The test harness (bakeoff.py) calls any Ollama-compatible endpoint. The evaluation dataset (dataset.jsonl) contains the 31 test examples. The system prompts are embedded in the harness.

# Install dependencies
pip install requests

# Run against your own Ollama instance
python bakeoff.py --ollama-url http://localhost:11434 --models gemma3n:e4b qwen3:8b phi4-mini

# Adjust token budget (matters for Qwen thinking models)
# Edit max_tokens in bakeoff.py (default: 1500)

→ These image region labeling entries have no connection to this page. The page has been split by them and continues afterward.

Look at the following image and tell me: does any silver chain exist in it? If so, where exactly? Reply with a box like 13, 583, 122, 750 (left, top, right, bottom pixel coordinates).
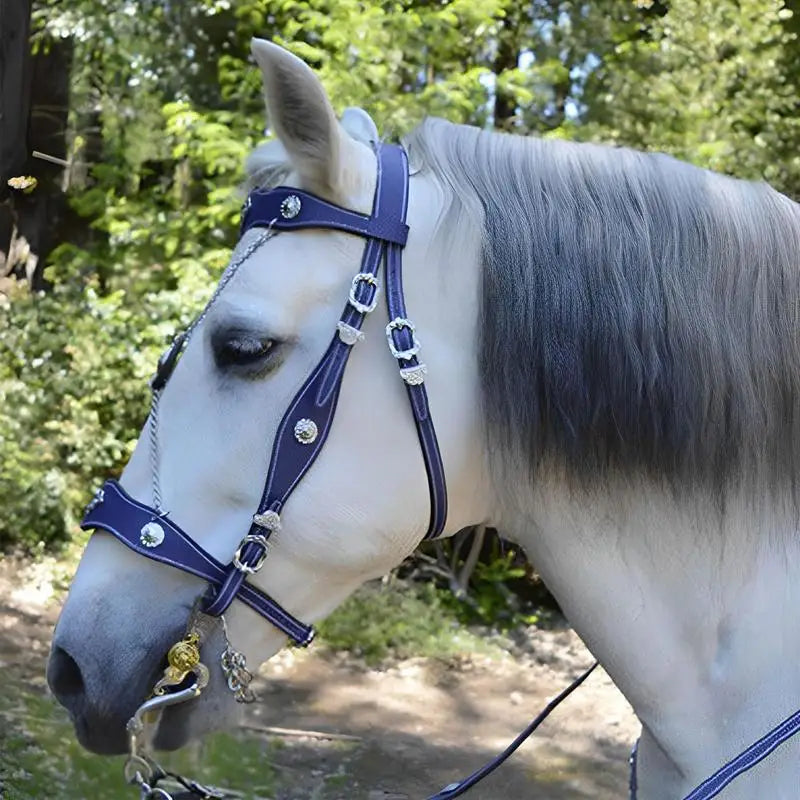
219, 614, 256, 703
148, 389, 161, 513
148, 225, 277, 513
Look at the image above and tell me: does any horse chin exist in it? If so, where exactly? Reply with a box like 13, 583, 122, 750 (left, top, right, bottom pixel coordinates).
153, 702, 240, 751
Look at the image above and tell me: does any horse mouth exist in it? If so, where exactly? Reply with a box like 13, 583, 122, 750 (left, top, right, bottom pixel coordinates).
70, 707, 191, 756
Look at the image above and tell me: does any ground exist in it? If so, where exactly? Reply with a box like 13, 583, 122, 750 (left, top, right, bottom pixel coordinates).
0, 562, 638, 800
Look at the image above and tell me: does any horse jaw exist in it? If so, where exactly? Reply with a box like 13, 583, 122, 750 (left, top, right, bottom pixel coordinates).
504, 470, 800, 800
50, 46, 490, 751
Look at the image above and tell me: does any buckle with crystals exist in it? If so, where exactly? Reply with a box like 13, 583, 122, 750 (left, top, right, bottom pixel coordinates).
348, 272, 380, 314
386, 317, 419, 361
233, 533, 269, 575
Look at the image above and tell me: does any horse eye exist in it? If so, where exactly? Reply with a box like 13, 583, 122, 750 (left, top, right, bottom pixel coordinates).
212, 333, 275, 369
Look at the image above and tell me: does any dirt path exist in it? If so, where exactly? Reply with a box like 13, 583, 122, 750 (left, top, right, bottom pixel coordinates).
0, 564, 638, 800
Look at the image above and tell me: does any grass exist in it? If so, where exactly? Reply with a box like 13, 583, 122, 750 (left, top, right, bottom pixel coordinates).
0, 564, 503, 800
0, 684, 275, 800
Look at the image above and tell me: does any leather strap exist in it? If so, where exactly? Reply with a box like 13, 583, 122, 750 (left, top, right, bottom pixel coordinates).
242, 186, 408, 247
82, 144, 447, 644
81, 480, 314, 647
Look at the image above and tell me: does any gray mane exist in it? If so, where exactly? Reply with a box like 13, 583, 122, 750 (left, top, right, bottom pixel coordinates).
407, 120, 800, 493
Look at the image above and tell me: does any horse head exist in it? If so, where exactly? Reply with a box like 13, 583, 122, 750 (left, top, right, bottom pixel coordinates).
48, 40, 489, 752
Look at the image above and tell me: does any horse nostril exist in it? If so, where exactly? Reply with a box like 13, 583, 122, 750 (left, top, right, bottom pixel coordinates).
47, 647, 84, 705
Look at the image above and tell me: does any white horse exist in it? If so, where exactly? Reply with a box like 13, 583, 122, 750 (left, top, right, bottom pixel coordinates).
48, 40, 800, 800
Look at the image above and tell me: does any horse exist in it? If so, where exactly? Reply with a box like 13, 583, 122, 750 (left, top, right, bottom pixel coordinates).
47, 40, 800, 800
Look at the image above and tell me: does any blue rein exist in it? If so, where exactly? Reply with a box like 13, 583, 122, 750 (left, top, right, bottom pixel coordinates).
81, 144, 800, 800
630, 711, 800, 800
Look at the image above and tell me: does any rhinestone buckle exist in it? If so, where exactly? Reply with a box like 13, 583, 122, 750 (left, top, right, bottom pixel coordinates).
281, 194, 303, 219
233, 533, 269, 575
386, 317, 419, 361
139, 522, 165, 548
83, 487, 106, 514
336, 320, 365, 347
400, 363, 428, 386
253, 510, 281, 533
348, 272, 380, 314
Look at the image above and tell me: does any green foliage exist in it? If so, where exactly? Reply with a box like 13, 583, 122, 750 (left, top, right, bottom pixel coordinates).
319, 580, 500, 664
579, 0, 800, 195
0, 0, 800, 572
0, 684, 276, 800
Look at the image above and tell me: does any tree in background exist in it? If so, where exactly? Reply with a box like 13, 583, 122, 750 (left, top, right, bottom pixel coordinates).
579, 0, 800, 196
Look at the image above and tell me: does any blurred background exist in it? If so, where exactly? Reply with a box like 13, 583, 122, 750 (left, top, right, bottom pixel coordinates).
0, 0, 800, 800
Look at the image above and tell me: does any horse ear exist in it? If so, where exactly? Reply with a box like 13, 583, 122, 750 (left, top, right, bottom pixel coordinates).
251, 39, 341, 196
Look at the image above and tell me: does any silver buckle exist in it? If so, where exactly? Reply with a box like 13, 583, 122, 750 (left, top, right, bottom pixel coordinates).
233, 533, 269, 575
348, 272, 380, 314
386, 317, 419, 361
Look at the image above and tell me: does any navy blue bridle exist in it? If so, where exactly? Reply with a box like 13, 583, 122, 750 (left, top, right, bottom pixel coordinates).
81, 144, 447, 646
81, 139, 800, 800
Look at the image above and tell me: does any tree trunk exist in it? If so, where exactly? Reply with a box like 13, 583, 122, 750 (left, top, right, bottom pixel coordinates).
0, 0, 74, 291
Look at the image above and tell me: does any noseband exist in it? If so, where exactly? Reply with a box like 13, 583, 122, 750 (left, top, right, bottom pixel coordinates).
81, 144, 447, 646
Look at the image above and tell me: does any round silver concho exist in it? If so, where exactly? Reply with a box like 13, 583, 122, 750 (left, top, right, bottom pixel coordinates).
281, 194, 303, 219
139, 522, 164, 547
294, 419, 319, 444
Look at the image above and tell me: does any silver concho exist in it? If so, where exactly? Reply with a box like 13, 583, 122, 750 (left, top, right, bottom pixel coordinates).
400, 364, 428, 386
294, 419, 319, 444
84, 489, 105, 514
336, 320, 364, 347
139, 522, 164, 547
253, 511, 281, 531
281, 194, 303, 219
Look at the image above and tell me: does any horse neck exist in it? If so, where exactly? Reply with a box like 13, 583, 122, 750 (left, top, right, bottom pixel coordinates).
504, 479, 800, 800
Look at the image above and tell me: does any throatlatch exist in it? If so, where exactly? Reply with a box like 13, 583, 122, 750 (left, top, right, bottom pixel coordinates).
81, 144, 612, 800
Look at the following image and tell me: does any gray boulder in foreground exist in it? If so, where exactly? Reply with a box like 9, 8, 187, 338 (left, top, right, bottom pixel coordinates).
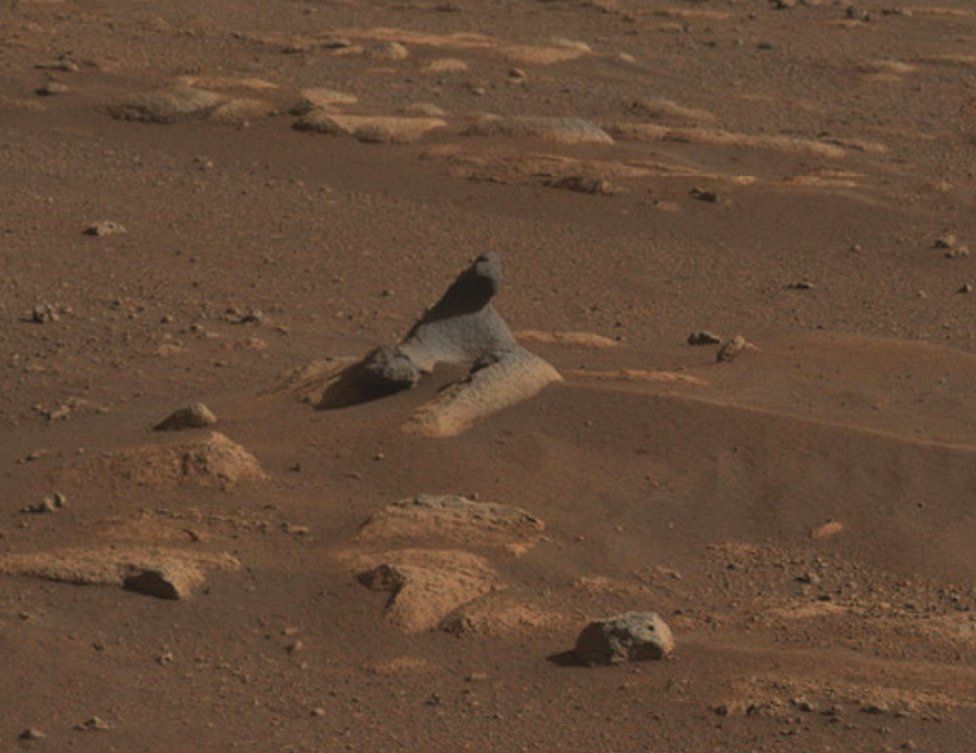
573, 612, 674, 665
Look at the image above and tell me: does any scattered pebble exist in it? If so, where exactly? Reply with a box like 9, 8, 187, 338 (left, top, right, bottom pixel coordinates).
20, 492, 68, 514
85, 220, 128, 237
688, 188, 718, 204
688, 330, 722, 345
37, 81, 70, 97
715, 335, 749, 363
31, 303, 61, 324
75, 716, 112, 732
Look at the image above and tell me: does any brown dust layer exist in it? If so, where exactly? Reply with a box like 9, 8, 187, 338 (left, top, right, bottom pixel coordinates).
0, 0, 976, 753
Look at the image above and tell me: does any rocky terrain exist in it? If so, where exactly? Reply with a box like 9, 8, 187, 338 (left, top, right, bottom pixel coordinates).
0, 0, 976, 753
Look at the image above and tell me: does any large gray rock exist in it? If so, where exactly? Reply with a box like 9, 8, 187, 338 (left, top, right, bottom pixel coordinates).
365, 253, 521, 388
573, 612, 674, 665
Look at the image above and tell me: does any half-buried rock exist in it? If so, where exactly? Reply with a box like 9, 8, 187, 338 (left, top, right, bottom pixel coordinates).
294, 109, 447, 144
357, 549, 503, 633
65, 431, 265, 487
357, 494, 546, 552
0, 544, 240, 599
573, 612, 674, 665
320, 253, 562, 437
106, 86, 275, 125
153, 403, 217, 431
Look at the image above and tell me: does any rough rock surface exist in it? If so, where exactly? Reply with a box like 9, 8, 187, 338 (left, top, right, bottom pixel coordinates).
357, 494, 545, 545
357, 549, 503, 633
153, 403, 217, 431
573, 612, 674, 664
107, 86, 228, 124
0, 544, 240, 599
67, 431, 265, 486
295, 109, 447, 144
465, 115, 613, 144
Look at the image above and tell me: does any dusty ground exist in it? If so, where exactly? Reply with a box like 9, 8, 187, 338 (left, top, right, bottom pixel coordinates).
0, 0, 976, 753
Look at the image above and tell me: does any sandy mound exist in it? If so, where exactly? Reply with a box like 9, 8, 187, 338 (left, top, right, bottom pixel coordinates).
358, 549, 503, 633
515, 329, 620, 348
67, 432, 265, 487
628, 97, 715, 123
438, 591, 571, 637
105, 86, 275, 125
357, 494, 545, 546
0, 545, 240, 599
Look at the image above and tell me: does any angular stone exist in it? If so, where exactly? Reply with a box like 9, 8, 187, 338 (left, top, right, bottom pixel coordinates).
573, 612, 674, 665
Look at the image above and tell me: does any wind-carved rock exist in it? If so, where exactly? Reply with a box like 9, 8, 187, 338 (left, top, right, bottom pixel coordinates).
319, 253, 562, 437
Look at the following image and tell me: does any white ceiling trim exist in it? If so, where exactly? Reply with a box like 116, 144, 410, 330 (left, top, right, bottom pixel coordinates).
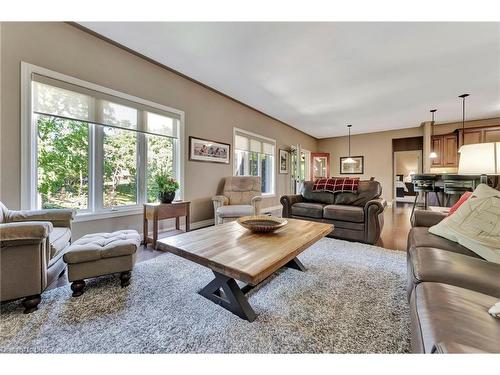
81, 22, 500, 138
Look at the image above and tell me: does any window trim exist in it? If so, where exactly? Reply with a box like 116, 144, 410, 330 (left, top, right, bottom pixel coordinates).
231, 127, 278, 198
21, 61, 185, 217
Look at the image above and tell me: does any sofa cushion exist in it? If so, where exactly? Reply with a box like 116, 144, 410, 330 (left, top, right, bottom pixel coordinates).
429, 184, 500, 264
335, 180, 382, 207
410, 283, 500, 353
292, 202, 324, 219
300, 181, 335, 204
323, 204, 365, 223
64, 230, 141, 264
217, 204, 254, 218
408, 247, 500, 298
49, 227, 71, 259
408, 227, 480, 258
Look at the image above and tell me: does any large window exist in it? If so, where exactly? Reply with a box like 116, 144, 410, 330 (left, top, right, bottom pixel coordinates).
23, 64, 183, 217
234, 129, 276, 195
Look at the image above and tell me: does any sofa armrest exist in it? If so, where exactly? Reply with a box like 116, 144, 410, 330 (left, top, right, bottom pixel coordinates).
7, 209, 76, 228
364, 198, 387, 245
0, 221, 53, 246
212, 195, 229, 206
280, 194, 304, 217
250, 195, 262, 215
411, 210, 447, 227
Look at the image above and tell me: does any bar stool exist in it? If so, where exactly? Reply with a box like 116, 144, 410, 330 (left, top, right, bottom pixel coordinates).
410, 174, 441, 220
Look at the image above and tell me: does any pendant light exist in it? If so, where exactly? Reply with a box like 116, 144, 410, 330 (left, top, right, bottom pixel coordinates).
342, 125, 356, 164
429, 109, 437, 159
458, 94, 469, 152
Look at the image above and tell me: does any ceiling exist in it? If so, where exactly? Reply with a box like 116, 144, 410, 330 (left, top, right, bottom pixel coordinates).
81, 22, 500, 138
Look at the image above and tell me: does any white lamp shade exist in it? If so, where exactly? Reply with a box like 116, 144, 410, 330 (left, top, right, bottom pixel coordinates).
458, 142, 500, 175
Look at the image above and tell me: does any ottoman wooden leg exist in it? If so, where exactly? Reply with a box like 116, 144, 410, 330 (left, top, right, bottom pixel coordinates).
120, 271, 132, 288
71, 280, 85, 297
22, 294, 42, 314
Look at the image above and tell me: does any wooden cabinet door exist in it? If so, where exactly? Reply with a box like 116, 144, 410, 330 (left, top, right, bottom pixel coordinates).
431, 135, 443, 167
443, 134, 458, 167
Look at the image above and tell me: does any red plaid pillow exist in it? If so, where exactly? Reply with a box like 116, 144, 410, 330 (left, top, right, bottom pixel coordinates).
313, 177, 359, 193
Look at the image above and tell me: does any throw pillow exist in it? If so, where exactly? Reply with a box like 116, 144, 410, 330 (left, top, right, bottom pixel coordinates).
429, 184, 500, 263
447, 191, 472, 216
313, 177, 359, 193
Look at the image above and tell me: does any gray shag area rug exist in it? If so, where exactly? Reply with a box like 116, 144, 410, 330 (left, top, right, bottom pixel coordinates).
0, 238, 410, 353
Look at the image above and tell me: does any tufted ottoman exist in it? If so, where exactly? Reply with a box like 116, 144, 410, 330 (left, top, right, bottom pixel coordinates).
63, 230, 141, 297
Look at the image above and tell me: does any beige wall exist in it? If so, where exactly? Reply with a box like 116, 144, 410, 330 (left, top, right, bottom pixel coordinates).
0, 23, 317, 236
318, 127, 423, 201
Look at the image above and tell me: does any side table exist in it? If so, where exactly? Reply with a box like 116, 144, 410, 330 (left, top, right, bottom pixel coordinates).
143, 201, 191, 249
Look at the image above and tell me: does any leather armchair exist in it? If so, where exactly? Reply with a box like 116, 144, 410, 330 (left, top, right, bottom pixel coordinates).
0, 202, 75, 313
212, 176, 262, 225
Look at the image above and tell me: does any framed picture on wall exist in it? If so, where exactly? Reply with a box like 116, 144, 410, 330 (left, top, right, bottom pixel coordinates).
189, 137, 231, 164
340, 156, 365, 174
279, 149, 290, 174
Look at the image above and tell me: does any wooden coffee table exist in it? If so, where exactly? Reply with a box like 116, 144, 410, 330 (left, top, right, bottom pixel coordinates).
157, 219, 333, 322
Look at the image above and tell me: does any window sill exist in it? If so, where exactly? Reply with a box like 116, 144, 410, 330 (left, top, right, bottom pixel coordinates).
74, 207, 144, 223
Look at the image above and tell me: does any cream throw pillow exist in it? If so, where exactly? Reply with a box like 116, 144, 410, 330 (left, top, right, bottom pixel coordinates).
429, 184, 500, 263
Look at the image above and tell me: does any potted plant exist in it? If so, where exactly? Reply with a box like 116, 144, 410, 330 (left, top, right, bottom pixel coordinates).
155, 172, 179, 203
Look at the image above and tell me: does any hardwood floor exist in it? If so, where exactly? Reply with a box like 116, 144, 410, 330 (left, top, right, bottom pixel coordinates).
49, 202, 412, 289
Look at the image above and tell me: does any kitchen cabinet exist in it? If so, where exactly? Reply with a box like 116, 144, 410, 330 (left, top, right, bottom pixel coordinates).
431, 133, 458, 168
457, 126, 500, 147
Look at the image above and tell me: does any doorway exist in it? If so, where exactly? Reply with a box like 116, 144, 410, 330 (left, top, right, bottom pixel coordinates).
393, 150, 422, 203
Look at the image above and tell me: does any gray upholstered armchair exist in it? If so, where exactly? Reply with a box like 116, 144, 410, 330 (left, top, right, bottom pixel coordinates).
212, 176, 262, 225
0, 202, 75, 313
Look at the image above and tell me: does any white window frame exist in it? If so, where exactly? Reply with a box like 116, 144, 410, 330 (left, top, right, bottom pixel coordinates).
21, 61, 185, 221
231, 127, 277, 198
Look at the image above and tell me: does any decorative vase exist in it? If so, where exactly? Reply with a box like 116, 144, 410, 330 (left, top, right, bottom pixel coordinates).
158, 191, 175, 203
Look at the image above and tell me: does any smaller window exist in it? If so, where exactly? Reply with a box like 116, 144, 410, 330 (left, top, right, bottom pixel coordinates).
234, 129, 276, 195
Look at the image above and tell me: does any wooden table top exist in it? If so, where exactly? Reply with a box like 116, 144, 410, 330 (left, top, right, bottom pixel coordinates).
157, 219, 333, 285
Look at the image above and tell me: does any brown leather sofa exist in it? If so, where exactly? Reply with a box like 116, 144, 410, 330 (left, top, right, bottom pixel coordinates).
407, 211, 500, 353
0, 202, 75, 313
280, 180, 386, 244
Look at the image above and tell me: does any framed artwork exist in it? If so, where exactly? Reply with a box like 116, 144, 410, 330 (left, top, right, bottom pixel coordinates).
279, 149, 290, 174
189, 137, 231, 164
340, 156, 365, 174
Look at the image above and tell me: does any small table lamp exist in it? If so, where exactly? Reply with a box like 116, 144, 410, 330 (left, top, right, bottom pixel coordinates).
458, 142, 500, 184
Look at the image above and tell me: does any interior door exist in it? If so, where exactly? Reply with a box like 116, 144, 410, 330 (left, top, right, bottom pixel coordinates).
311, 152, 330, 181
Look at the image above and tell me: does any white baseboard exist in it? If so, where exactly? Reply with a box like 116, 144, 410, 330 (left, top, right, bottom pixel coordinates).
149, 205, 282, 236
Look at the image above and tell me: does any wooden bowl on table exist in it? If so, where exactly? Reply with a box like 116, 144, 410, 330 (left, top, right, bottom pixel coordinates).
237, 215, 288, 233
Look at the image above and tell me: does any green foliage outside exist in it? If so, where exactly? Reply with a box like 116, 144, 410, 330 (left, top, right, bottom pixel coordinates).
37, 116, 173, 209
37, 116, 89, 209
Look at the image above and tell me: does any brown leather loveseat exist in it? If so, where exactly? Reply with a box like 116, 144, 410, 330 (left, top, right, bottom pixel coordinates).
407, 211, 500, 353
280, 180, 386, 244
0, 202, 75, 313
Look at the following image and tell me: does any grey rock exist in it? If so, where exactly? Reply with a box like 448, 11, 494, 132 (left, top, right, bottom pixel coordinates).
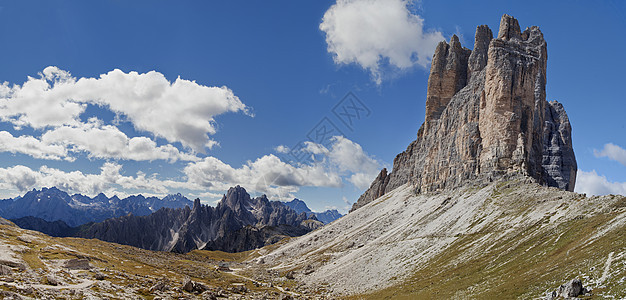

Results are saved as JSON in results/.

Files

small-llm-bakeoff/
├── README.md                          # This file
├── bakeoff.py                         # Self-contained test harness
├── dataset.jsonl                      # 31 evaluation examples
├── results/
│   ├── summary.md                     # Formatted results table
│   ├── round1_gemma3n_qwencoder.json  # gemma3n:e4b vs qwen3-coder:30b
│   ├── round2_qwen35_gemma3n.json     # qwen3.5 family vs gemma3n
│   ├── round3_qwen3_phi4_gemma3n.json # qwen3 + phi4-mini vs gemma3n
│   └── round4_qwen3_1500tok.json      # qwen3 with fixed token budget
└── LICENSE

License

The test harness and this article are released under the MIT License. Model outputs are not redistributed. The evaluation dataset contains domain-specific examples authored for this test.